Voici un extrait de l’article nécrologique paru sur Lenta.ru sur le décès du compositeur Oscar Feltsman (Odessa, 18 février 1921 – Moscou, 3 février 2013) intitulé « On a chanté cette chanson dans le cosmos. Le compositeur Oscar Feltsman est décédé » :

« Nous parlons de  Quatorze minutes avant le lancement » , une chanson originale de l'ère spatiale pour le peuple soviétique. Oscar Borissovitch [Feltsman] reçoit un appel de la radio deux jours avant le lancement du premier satellite artificiel de la Terre — le 2 octobre 1957 — avec la demande d'écrire d'urgence une chanson sur l'espace. Les poèmes de Vladimir Voïnovitch lui sont dictés [l’emploi de l’italique est notre initiative] et le thème musical est presque immédiatement prêt. La chanson est enregistrée par Vladimir Trochine et accompagne toutes les émissions de radio consacrées au lancement du satellite, puis tout ce qui concerne l'espace. Iouri Gagarine insiste pour que ses apparitions à la radio et à la télévision soient accompagnées de cette composition particulière, qui servit même de sujet de plaisanteries. Par exemple, le héros, le camarade Dynine, joué par Evgueni Evstigneev dans le film Bienvenue ou Intrusion interdite aux étrangers [tourné en 1963 dans le cadre d’un camp de pionniers pour enfants, bloqué par la censure comme antisoviétique, finalement autorisé par Khrouchtchov qui s’en est beaucoup amusé, sorti le 9 octobre 1964 et vu selon les chiffres officiels par 13, 2 millions de spectateurs], commente ainsi la performance des pionniers de « "Quatorze minutes"  : Iouri Gagarine a chanté cette chanson dans l’espace ». Bien que Dynine se soit trompé à ce sujet, d'autres cosmonautes, Pavel Popovitch et Andrïan Nikolaev [les commandants des navires spatiaux Vostok-3 et Vostok-4 pendant leurs propres missions spatiales en 1962] ont chanté « Je crois mes amis que les caravanes de fusées » [les paroles du refrain qui sont l’autre nom sous lequel on connaît cette chanson], et la pièce est vraiment devenue un symbole de la conquête de l'espace. Cela se ressent déjà dans la structure même de la mélodie : la marche militante de son couplet se mue dans le refrain quasiment en une ballade, et dans le lyrisme il y a place à la fois pour l'angoisse vague liée à une affaire dangereuse et pour l’exaltation romantique du héros-explorateur. »

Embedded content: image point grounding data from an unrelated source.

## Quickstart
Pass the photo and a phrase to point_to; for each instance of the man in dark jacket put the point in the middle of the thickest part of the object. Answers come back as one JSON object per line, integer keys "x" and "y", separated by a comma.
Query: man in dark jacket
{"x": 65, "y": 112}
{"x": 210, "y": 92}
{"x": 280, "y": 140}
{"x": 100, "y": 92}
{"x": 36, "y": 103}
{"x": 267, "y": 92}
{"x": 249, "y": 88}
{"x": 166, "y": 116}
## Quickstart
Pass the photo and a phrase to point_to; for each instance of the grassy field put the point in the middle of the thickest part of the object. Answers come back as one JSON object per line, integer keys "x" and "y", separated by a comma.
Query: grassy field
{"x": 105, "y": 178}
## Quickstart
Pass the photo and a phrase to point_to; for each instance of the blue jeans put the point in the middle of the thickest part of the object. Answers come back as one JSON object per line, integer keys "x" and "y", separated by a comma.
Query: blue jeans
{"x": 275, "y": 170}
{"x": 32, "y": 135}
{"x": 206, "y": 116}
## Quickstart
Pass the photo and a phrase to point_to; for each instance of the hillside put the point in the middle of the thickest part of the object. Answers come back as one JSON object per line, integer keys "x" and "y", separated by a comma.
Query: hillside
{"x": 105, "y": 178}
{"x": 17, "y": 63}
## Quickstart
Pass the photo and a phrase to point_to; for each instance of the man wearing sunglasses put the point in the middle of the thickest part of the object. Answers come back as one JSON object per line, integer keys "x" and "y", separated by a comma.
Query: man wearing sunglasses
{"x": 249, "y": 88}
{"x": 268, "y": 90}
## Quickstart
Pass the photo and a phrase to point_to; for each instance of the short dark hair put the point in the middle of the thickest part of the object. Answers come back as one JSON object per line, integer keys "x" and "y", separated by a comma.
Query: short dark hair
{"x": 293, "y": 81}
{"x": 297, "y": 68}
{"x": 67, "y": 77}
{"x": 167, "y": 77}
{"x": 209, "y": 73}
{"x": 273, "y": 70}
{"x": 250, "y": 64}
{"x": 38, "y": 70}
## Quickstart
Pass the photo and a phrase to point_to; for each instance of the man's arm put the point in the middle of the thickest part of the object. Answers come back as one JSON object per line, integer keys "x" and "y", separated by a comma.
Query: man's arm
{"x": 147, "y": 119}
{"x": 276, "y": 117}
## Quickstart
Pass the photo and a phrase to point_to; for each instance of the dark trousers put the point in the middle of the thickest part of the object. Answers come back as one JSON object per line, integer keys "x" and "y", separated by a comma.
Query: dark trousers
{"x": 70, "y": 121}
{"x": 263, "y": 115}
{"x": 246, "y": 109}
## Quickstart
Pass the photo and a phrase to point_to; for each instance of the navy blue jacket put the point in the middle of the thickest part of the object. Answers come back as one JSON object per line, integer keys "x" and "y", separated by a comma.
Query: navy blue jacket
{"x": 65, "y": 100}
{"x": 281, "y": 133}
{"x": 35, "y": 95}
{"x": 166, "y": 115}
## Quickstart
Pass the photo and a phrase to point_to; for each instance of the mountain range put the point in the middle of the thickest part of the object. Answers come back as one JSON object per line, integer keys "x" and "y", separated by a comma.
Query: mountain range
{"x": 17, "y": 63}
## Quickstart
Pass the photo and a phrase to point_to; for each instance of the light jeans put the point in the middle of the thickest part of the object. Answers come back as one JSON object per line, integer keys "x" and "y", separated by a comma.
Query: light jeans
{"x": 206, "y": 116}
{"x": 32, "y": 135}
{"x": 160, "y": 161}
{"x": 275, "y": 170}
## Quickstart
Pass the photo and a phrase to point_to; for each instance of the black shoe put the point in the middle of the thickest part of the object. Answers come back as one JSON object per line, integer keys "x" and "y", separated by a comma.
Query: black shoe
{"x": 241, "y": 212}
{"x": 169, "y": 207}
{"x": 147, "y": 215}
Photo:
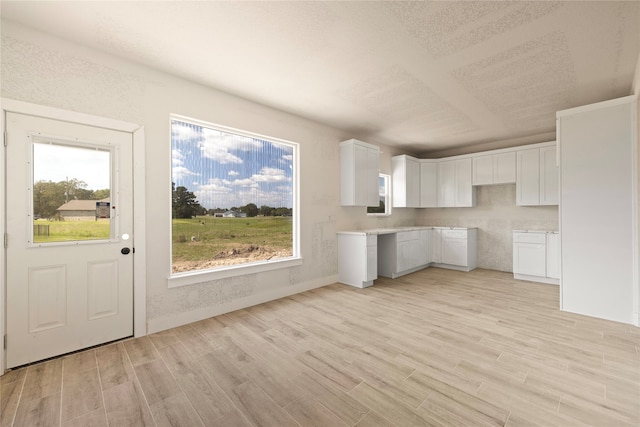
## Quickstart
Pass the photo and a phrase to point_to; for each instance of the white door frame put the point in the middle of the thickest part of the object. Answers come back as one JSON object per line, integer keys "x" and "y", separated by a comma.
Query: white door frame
{"x": 139, "y": 262}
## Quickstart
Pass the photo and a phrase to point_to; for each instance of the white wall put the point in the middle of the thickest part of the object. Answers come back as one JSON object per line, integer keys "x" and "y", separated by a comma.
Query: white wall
{"x": 496, "y": 215}
{"x": 39, "y": 69}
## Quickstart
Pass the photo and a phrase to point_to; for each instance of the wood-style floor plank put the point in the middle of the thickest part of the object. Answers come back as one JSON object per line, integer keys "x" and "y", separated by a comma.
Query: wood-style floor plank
{"x": 435, "y": 348}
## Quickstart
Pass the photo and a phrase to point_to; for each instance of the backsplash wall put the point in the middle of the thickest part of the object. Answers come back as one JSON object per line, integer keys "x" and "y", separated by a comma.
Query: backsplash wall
{"x": 496, "y": 216}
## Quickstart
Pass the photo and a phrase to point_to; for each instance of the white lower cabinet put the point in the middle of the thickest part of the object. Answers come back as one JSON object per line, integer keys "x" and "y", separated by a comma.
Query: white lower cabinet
{"x": 536, "y": 256}
{"x": 403, "y": 252}
{"x": 357, "y": 259}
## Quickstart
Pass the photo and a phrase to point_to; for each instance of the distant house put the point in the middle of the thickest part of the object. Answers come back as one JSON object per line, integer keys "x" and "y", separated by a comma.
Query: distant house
{"x": 234, "y": 214}
{"x": 79, "y": 210}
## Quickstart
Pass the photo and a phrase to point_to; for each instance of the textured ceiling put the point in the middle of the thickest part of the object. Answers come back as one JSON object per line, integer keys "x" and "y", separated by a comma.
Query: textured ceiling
{"x": 425, "y": 76}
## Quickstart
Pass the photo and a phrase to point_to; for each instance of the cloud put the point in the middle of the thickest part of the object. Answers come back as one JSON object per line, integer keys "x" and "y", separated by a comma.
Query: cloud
{"x": 177, "y": 158}
{"x": 184, "y": 132}
{"x": 180, "y": 172}
{"x": 218, "y": 146}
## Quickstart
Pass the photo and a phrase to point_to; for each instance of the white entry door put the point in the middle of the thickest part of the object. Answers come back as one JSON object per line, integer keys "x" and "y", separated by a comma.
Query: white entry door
{"x": 69, "y": 213}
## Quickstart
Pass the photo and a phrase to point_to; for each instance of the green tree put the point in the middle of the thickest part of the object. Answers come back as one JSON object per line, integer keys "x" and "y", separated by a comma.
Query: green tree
{"x": 184, "y": 203}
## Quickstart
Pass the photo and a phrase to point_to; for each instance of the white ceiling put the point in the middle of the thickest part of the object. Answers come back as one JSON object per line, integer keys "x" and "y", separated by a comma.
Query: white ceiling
{"x": 425, "y": 76}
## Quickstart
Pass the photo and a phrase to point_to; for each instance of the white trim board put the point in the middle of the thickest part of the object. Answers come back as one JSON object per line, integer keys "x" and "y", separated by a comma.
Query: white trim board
{"x": 139, "y": 263}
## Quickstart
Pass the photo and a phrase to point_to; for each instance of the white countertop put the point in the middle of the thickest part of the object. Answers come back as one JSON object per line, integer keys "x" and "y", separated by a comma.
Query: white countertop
{"x": 391, "y": 230}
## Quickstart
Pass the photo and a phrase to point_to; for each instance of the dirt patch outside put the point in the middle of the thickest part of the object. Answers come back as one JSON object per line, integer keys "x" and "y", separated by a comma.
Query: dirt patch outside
{"x": 233, "y": 256}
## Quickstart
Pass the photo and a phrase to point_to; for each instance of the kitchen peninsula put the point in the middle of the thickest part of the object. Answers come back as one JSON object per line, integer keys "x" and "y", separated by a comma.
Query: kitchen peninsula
{"x": 394, "y": 252}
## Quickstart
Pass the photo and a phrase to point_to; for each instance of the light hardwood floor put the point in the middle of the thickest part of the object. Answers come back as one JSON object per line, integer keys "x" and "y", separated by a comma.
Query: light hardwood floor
{"x": 436, "y": 347}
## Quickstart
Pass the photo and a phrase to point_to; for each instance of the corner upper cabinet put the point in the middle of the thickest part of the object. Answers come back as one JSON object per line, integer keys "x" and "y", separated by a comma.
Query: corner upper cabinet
{"x": 455, "y": 188}
{"x": 359, "y": 169}
{"x": 537, "y": 176}
{"x": 493, "y": 169}
{"x": 405, "y": 181}
{"x": 428, "y": 183}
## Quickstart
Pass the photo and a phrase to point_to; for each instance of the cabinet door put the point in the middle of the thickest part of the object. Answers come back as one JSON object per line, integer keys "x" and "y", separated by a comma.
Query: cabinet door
{"x": 483, "y": 170}
{"x": 406, "y": 181}
{"x": 464, "y": 192}
{"x": 413, "y": 183}
{"x": 424, "y": 247}
{"x": 359, "y": 167}
{"x": 528, "y": 177}
{"x": 504, "y": 168}
{"x": 446, "y": 183}
{"x": 436, "y": 245}
{"x": 548, "y": 176}
{"x": 428, "y": 184}
{"x": 372, "y": 263}
{"x": 454, "y": 251}
{"x": 553, "y": 255}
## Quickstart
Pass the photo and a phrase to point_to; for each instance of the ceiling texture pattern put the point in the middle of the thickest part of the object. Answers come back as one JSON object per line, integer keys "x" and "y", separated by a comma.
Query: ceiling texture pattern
{"x": 424, "y": 76}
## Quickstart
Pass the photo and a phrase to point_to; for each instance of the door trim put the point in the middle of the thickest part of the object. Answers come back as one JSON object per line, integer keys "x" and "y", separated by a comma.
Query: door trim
{"x": 139, "y": 262}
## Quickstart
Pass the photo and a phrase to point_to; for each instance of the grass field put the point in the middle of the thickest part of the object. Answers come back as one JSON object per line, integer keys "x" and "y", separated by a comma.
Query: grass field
{"x": 205, "y": 242}
{"x": 201, "y": 242}
{"x": 64, "y": 231}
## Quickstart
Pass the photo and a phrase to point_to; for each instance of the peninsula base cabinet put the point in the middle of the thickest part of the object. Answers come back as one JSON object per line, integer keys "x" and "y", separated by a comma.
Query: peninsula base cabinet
{"x": 357, "y": 259}
{"x": 536, "y": 256}
{"x": 455, "y": 249}
{"x": 403, "y": 252}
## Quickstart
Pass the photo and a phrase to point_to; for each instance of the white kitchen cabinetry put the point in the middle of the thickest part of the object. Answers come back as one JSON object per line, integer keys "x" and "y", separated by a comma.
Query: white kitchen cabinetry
{"x": 359, "y": 169}
{"x": 537, "y": 176}
{"x": 428, "y": 183}
{"x": 405, "y": 181}
{"x": 455, "y": 187}
{"x": 499, "y": 168}
{"x": 455, "y": 248}
{"x": 357, "y": 259}
{"x": 598, "y": 150}
{"x": 403, "y": 252}
{"x": 536, "y": 256}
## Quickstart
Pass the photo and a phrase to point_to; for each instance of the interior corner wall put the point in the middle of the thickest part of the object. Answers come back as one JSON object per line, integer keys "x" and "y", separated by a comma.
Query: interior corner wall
{"x": 496, "y": 216}
{"x": 40, "y": 69}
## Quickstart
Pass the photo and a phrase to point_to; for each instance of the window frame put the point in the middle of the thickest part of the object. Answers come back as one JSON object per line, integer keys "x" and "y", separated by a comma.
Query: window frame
{"x": 386, "y": 195}
{"x": 221, "y": 272}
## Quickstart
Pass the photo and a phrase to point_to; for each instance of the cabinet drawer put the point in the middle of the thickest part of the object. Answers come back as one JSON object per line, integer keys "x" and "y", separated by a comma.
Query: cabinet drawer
{"x": 529, "y": 238}
{"x": 454, "y": 234}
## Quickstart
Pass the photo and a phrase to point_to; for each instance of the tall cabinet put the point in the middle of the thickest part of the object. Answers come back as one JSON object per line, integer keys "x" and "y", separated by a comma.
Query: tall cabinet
{"x": 598, "y": 210}
{"x": 359, "y": 169}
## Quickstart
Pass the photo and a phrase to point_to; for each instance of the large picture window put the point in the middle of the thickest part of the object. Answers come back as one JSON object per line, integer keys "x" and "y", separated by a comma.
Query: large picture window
{"x": 233, "y": 197}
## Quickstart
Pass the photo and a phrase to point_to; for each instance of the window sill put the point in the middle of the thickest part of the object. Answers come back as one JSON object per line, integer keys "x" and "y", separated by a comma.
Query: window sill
{"x": 201, "y": 276}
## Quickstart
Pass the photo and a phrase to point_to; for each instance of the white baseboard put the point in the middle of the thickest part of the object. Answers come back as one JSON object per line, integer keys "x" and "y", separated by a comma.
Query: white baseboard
{"x": 547, "y": 280}
{"x": 164, "y": 323}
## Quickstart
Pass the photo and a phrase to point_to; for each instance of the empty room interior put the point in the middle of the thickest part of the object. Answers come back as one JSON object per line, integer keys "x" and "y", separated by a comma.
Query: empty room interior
{"x": 320, "y": 213}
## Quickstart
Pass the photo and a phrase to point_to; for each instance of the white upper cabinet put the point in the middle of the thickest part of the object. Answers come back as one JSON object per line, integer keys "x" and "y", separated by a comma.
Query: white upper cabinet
{"x": 455, "y": 188}
{"x": 406, "y": 181}
{"x": 549, "y": 189}
{"x": 447, "y": 183}
{"x": 537, "y": 176}
{"x": 359, "y": 170}
{"x": 428, "y": 183}
{"x": 465, "y": 193}
{"x": 494, "y": 169}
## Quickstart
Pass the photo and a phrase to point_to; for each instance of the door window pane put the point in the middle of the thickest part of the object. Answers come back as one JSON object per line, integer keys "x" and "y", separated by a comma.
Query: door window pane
{"x": 71, "y": 194}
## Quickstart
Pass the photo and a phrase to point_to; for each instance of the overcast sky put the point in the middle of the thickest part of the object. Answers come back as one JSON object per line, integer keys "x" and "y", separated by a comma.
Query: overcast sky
{"x": 57, "y": 163}
{"x": 225, "y": 170}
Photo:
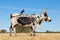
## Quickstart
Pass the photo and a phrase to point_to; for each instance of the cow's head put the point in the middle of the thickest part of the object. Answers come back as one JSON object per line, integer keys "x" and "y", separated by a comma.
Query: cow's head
{"x": 45, "y": 17}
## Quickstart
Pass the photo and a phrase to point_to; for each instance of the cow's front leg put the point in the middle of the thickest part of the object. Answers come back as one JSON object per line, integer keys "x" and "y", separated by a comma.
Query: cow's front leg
{"x": 11, "y": 29}
{"x": 14, "y": 29}
{"x": 32, "y": 30}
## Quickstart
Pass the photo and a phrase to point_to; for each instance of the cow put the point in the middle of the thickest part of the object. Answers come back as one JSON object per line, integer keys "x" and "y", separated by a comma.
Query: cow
{"x": 33, "y": 21}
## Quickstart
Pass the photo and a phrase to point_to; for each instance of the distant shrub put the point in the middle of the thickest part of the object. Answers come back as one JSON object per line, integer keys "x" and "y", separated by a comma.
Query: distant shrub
{"x": 3, "y": 31}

Oscar Feltsman / Vladimir Voïnovitch, Quatorze minutes avant le lancement, par Vladimir Trochine.

Il existe cependant d’autres versions de cet événement, toutes célébrant bien sûr de façon démesurée cette grande réalisation du régime et personne n’osant tout d’abord critiquer la qualité assez pauvre et ultra-conventionnelle du texte. Il ne faut pas s’en étonner puisque la propagande — un terme que l’on pourrait définir comme un antonyme presque parfait de « vérité » si cette proposition était réversible — change sans cesse, variant au gré de l’évolution politique et des besoins. Il faut en particulier prendre en compte la version donnée par Voïnovitch dans ses mémoires, qui redresse l’erreur commise par le l’auteur de l’article nécrologique de Feltsman. Selon lui, la chanson n’a pas été créée pour immortaliser le lancement du premier satellite artificiel le 2 octobre 1957, mais en septembre 1960 et la première interprétation, par Trochine, en 1961. « À cette époque, écrit-il, la rédactrice en chef de la radio de l’Union, Natalia Soukharevitch, cherchait une chanson sur un thème spatial » et mettait quantité d’auteurs-compositeurs à l’épreuve sans résultats convaincants :

« J'ai suggéré à Natalia, qui ne savait même pas que j'écrivais de la poésie : "Demain, j'apporterai une chanson. J'ai tenu parole. Elle a lu le texte […] décroché le téléphone et dit : "Oscar Borissovitch, maintenant je vais te dicter un texte brillant, écris-le !" Oscar Feltsman a écrit la musique le même jour et le soir, Vladimir Trochine a chanté cette chanson. Le lendemain, elle était célèbre ».

La chanson sort sur « Minions » en 1961 et 1962. Mais sur ce point aussi, tous ne sont pas d’accord. Trochine donne une autre date d'enregistrement : trois mois avant le premier vol humain dans l’espace [i. e. le vol de 106 minutes de Gagarine à bord de Vostok-1 le 12 avril 1961].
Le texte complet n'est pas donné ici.